Dinky nodded. “We never discussed price.”
“I just assumed price was no object,” Trip said with an optimistic smile.
“It’s a bit of an object. Unlike my other business enterprises, the rebellion has yet to turn a profit.”
“Twelve hundred per unit,” Trip said.
“That’s highway robbery.”
“Junk yard robbery, technically,” Trip said. “But you brought twice that, didn’t you?”
Dinky made this little snort of a laugh. “You said it yourself, the rebellion needs guns. But at nine hundred per unit.”
“Done,” Trip said.
Dinky gestured for one of his bodyguard rebels—the one carrying a metal briefcase— to step forward. “How about ammo?”
“There you’re on your own,” Trip said, casually glancing behind him at the top of a wall of flattened cars. He caught a fleeting glimpse of a glint of light flashing off a pair of binoculars and blinked four times. He turned back to Dinky. “Unless you want to go back to twelve hundred per, with the promise of an ammo delivery next week.”

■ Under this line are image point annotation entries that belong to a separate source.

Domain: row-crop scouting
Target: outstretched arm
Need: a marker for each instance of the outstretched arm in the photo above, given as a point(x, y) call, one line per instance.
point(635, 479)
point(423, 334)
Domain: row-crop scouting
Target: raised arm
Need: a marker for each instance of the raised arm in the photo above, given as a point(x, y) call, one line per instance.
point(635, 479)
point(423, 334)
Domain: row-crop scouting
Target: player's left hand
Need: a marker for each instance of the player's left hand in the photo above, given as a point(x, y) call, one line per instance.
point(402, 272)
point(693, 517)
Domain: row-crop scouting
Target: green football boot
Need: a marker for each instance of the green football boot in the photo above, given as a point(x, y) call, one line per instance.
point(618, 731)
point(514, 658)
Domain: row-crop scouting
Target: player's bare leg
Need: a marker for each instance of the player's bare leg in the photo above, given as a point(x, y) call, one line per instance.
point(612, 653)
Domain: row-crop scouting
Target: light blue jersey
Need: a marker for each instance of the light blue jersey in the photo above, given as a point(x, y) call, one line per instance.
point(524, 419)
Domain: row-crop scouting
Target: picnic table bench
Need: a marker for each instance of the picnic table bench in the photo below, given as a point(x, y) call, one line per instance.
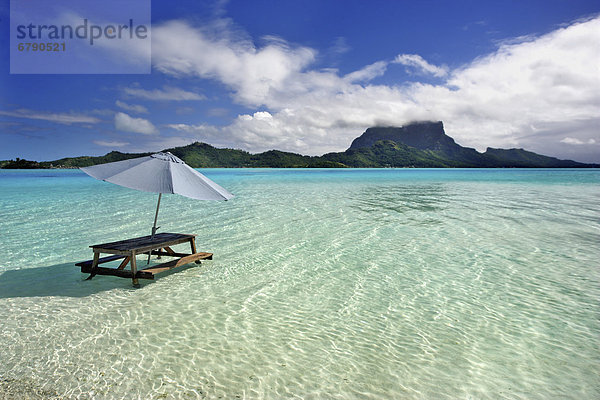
point(127, 250)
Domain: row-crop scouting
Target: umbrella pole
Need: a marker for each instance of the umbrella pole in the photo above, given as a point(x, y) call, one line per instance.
point(154, 227)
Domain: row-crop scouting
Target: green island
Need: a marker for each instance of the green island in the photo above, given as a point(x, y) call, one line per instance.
point(416, 145)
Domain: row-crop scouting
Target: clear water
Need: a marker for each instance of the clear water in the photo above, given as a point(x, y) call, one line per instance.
point(345, 284)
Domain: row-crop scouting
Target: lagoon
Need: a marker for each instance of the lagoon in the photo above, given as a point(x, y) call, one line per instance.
point(333, 283)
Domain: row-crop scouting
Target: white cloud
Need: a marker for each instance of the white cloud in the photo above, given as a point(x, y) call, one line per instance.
point(523, 95)
point(136, 108)
point(182, 50)
point(60, 118)
point(367, 73)
point(113, 143)
point(125, 123)
point(166, 93)
point(569, 140)
point(416, 61)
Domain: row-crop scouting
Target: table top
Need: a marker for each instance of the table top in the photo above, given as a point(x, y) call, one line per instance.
point(145, 243)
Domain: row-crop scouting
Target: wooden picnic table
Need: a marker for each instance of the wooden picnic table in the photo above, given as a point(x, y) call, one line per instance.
point(128, 249)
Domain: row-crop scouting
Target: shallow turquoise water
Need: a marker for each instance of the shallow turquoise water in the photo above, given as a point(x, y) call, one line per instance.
point(349, 284)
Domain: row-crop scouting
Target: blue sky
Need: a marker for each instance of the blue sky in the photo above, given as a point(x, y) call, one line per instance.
point(310, 76)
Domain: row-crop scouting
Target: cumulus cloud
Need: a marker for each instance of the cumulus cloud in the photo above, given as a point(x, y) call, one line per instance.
point(136, 108)
point(569, 140)
point(416, 61)
point(166, 93)
point(182, 50)
point(125, 123)
point(112, 143)
point(525, 94)
point(60, 118)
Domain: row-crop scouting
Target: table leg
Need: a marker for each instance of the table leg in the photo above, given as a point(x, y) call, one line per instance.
point(94, 265)
point(134, 270)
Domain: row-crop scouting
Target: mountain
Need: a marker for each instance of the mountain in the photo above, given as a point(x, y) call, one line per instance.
point(419, 144)
point(428, 144)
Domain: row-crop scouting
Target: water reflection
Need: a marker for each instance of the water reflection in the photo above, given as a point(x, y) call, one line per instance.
point(415, 202)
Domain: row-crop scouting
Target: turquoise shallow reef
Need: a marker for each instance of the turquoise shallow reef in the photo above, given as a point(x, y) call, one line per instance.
point(346, 284)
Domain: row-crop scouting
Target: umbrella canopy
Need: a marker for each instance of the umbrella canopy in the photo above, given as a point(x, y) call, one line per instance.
point(159, 173)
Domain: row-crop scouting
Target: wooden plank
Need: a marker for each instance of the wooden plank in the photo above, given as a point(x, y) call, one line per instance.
point(143, 244)
point(134, 270)
point(122, 273)
point(124, 263)
point(155, 269)
point(171, 254)
point(100, 260)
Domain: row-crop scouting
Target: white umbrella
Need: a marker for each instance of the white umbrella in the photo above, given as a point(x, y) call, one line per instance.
point(159, 173)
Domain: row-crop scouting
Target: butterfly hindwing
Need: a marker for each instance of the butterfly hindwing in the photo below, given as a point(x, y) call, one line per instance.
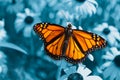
point(53, 38)
point(73, 53)
point(88, 41)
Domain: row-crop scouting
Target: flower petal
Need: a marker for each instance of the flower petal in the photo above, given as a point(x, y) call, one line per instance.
point(93, 78)
point(84, 71)
point(90, 56)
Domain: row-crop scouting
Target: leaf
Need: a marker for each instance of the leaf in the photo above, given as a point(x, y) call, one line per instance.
point(12, 46)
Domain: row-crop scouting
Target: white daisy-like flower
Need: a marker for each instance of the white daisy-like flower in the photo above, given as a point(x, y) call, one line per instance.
point(82, 7)
point(111, 68)
point(26, 21)
point(110, 33)
point(82, 73)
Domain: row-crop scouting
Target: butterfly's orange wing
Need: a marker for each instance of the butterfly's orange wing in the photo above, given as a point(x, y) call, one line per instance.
point(53, 37)
point(81, 43)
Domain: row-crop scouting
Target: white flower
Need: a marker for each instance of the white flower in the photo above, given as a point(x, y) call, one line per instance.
point(83, 73)
point(111, 68)
point(110, 33)
point(26, 21)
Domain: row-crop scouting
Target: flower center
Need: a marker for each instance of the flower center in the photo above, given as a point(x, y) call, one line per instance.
point(13, 1)
point(75, 76)
point(81, 0)
point(106, 31)
point(29, 20)
point(117, 61)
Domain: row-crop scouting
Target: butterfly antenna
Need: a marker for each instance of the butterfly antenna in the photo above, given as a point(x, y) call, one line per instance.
point(65, 15)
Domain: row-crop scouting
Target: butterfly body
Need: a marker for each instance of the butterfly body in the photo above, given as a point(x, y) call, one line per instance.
point(71, 44)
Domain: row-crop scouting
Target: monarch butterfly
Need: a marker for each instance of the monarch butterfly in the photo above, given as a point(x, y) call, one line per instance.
point(71, 44)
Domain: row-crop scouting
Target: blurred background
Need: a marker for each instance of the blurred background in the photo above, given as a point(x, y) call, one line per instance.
point(22, 54)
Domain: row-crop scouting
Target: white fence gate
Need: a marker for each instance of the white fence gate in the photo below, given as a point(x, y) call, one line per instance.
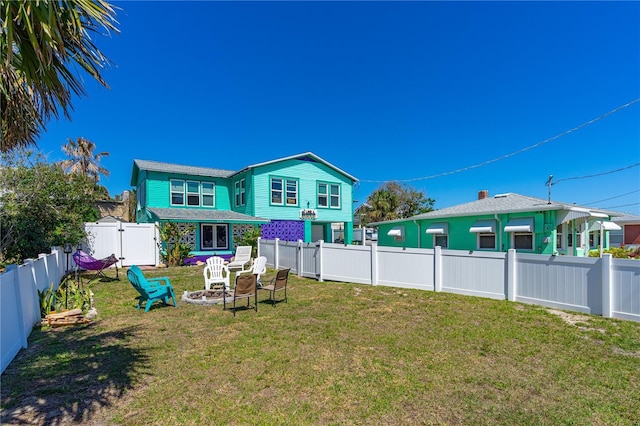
point(132, 243)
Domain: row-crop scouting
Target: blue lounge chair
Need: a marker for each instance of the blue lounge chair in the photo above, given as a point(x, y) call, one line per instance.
point(151, 289)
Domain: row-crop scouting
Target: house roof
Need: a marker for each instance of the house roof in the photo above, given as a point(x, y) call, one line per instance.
point(157, 166)
point(501, 204)
point(626, 219)
point(203, 215)
point(305, 156)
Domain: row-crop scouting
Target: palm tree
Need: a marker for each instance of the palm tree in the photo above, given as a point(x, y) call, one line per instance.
point(83, 161)
point(40, 44)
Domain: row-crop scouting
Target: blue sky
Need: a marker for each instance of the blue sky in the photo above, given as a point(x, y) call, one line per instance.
point(383, 90)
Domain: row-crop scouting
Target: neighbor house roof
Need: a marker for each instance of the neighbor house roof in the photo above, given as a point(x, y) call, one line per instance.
point(501, 204)
point(626, 219)
point(203, 215)
point(306, 156)
point(157, 166)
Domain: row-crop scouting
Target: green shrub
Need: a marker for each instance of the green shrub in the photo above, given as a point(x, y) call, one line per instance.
point(621, 252)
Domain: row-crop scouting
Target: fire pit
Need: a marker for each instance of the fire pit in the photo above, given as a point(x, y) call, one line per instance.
point(206, 297)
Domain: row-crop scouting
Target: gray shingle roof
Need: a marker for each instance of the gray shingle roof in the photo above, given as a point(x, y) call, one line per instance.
point(222, 216)
point(501, 203)
point(158, 166)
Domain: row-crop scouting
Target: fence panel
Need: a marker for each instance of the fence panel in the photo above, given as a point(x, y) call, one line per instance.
point(474, 273)
point(288, 255)
point(572, 283)
point(310, 260)
point(11, 338)
point(626, 289)
point(103, 239)
point(267, 248)
point(346, 263)
point(407, 268)
point(139, 244)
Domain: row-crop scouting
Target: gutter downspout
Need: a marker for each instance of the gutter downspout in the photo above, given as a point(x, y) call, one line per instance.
point(501, 248)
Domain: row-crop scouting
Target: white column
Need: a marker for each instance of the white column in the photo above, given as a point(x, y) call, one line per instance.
point(437, 268)
point(512, 284)
point(607, 284)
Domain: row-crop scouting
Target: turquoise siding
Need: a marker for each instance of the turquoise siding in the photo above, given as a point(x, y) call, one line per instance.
point(459, 237)
point(307, 174)
point(159, 192)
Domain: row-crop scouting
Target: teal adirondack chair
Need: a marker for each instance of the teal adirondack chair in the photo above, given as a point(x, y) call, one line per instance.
point(151, 289)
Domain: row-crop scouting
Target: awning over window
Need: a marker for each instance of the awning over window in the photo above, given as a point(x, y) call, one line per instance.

“Done,” Dinky said. “And we never mention Batman again.”
“Who?” Trip said, squeezing his eyes shut just as the sky above the junk yard erupted in light. Bright, blinding sun-like light, from the dozen flash flares streaming into the sky, simultaneously shot up from behind the walls of cars surrounding the rendezvous.
Eyes squinted against the blinding flares, Trip grabbed Rudy and pulled him toward the Wound.
“I can’t see, what’s going on?” Rudy asked, rubbing his stinging eyes.
Trip pushed Rudy down below the Wound’s hood. “Just duck already. The cavalry’s here.”
Or rather the platoon of Chinese Occupation Force soldiers that had been waiting for the Go signal in the shadows of the junk yard.
They streamed in from all sides, through the gaps between the car walls and mounds of refrigerators. Rifles raised in ready-fire position, they quickly surrounded the blinded Dinky and his rebel bodyguards.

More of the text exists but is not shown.